Week 2 introduces the session structure that will persist for the full program and beyond. Same exercises as Week 1 but: add one set to each exercise (now 4 sets); increase the weight by the smallest available increment if Week 1 felt manageable; and add two intervals of 30 seconds “fast” (not maximal sprint, but brisk/uncomfortable pace) within the daily walk. This represents the first application of the progressive overload principle — every session should be marginally harder than the last in at least one measurable variable. Begin tracking workouts in a training log (phone app or paper): exercise, sets, reps, weight. The log is a non-negotiable component from Day 1.

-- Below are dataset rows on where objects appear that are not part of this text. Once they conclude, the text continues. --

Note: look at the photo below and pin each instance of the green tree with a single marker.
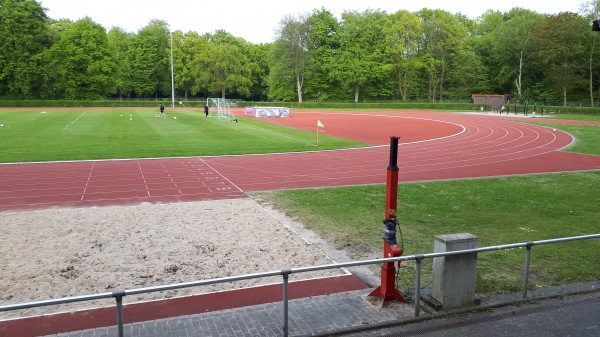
(443, 38)
(81, 63)
(360, 60)
(258, 58)
(515, 48)
(324, 43)
(228, 70)
(290, 51)
(150, 61)
(120, 43)
(189, 50)
(562, 48)
(402, 36)
(24, 36)
(591, 11)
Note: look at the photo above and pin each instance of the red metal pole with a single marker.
(387, 290)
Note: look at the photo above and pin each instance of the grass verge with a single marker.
(498, 211)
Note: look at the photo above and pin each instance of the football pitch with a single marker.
(36, 135)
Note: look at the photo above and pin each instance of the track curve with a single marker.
(432, 146)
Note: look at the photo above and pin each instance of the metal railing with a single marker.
(285, 273)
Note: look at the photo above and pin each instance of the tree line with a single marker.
(428, 55)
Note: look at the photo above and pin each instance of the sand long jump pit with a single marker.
(62, 252)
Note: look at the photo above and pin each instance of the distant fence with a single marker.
(285, 273)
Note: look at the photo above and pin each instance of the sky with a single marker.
(257, 20)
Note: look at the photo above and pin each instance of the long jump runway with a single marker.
(432, 146)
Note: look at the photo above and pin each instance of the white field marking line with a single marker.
(76, 119)
(222, 176)
(169, 175)
(87, 182)
(143, 177)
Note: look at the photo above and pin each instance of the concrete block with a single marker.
(454, 277)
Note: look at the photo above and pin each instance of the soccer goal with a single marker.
(219, 107)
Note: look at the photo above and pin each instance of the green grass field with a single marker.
(33, 136)
(497, 210)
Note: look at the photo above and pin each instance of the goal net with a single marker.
(219, 107)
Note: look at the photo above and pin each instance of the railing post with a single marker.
(118, 295)
(526, 269)
(418, 285)
(286, 275)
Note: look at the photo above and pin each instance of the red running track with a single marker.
(432, 146)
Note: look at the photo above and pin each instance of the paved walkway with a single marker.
(572, 310)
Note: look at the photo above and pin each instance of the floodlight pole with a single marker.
(172, 75)
(387, 289)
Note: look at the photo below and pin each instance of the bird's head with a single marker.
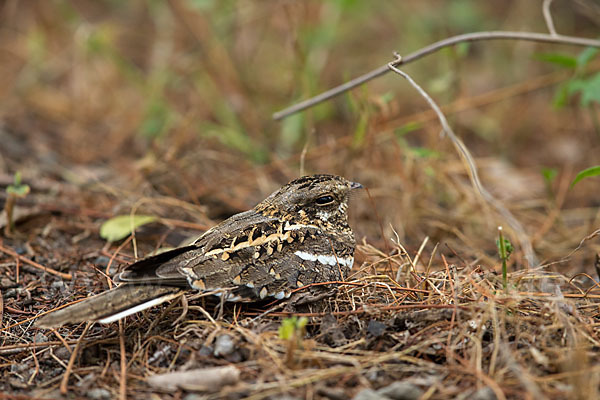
(320, 200)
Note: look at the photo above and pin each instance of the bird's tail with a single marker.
(112, 305)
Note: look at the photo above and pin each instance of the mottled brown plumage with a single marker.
(297, 236)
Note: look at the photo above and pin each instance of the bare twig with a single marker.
(65, 378)
(432, 48)
(464, 152)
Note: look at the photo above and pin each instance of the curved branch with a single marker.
(432, 48)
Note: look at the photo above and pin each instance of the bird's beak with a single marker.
(356, 185)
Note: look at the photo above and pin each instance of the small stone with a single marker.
(401, 391)
(376, 328)
(40, 338)
(101, 261)
(485, 393)
(98, 394)
(224, 346)
(6, 283)
(369, 394)
(62, 353)
(58, 285)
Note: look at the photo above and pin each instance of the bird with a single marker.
(297, 236)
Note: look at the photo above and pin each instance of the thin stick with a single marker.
(33, 263)
(123, 383)
(432, 48)
(65, 379)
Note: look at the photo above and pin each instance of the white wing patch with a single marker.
(326, 259)
(139, 307)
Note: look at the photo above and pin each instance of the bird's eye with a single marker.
(324, 200)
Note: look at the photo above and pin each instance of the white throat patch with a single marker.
(326, 259)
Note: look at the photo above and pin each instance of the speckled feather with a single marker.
(297, 236)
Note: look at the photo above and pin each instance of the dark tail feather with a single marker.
(111, 306)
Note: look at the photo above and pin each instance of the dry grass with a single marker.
(165, 109)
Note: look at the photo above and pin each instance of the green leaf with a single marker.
(291, 327)
(586, 173)
(121, 226)
(287, 328)
(549, 174)
(507, 246)
(591, 91)
(561, 60)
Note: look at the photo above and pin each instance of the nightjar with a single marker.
(297, 236)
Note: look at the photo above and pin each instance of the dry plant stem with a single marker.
(65, 378)
(49, 270)
(548, 17)
(464, 152)
(432, 48)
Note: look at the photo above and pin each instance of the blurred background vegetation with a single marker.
(124, 99)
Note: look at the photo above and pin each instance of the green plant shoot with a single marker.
(505, 249)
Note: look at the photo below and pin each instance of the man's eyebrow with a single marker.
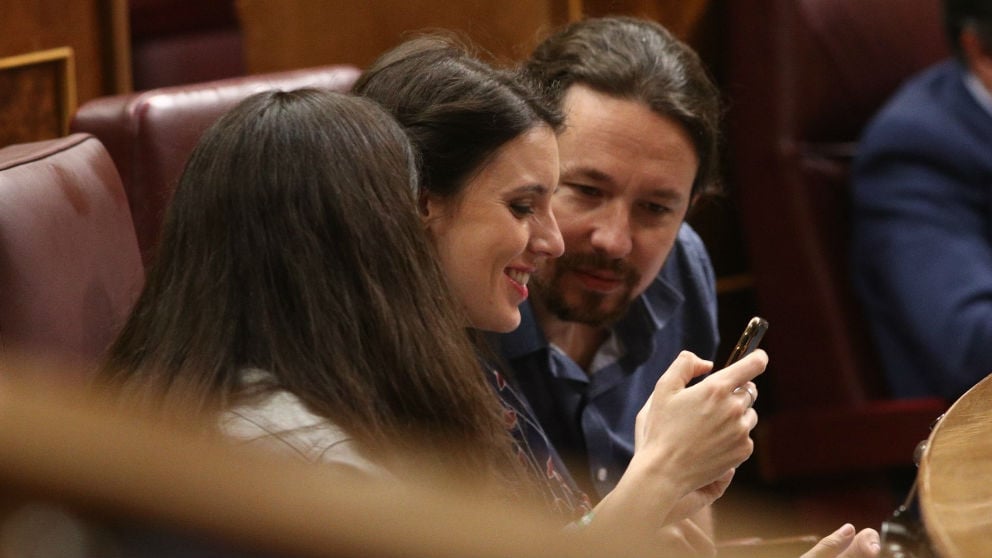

Recovery in weeks 1-2: DOMS (delayed onset muscle soreness) typically peaks 24-48 hours after the first 1-3 sessions and can be surprisingly intense in complete beginners. This is normal and not indicative of injury — it represents the acute inflammatory response to exercise-induced muscle microtrauma that initiates the adaptation cascade. Management: light walking, gentle stretching, adequate sleep, and continued hydration accelerate recovery. Do not skip the Week 2 training sessions because of soreness from Week 1 — the repeated bout effect means that the same exercises cause significantly less soreness from the second session onward, and training through mild soreness (without pain) accelerates adaptation. However, if a muscle is acutely painful (sharp pain, joint pain, or pain at rest), rest and consult a healthcare professional.
Weeks 2 assessments: before the Week 3 session, record: (1) Push-up max reps in one set; (2) Time to walk/run 1 mile; (3) How long you can hold a plank. These are the baseline measurements that will demonstrate progress at the end of the 30 days and provide the motivational evidence that the program is working.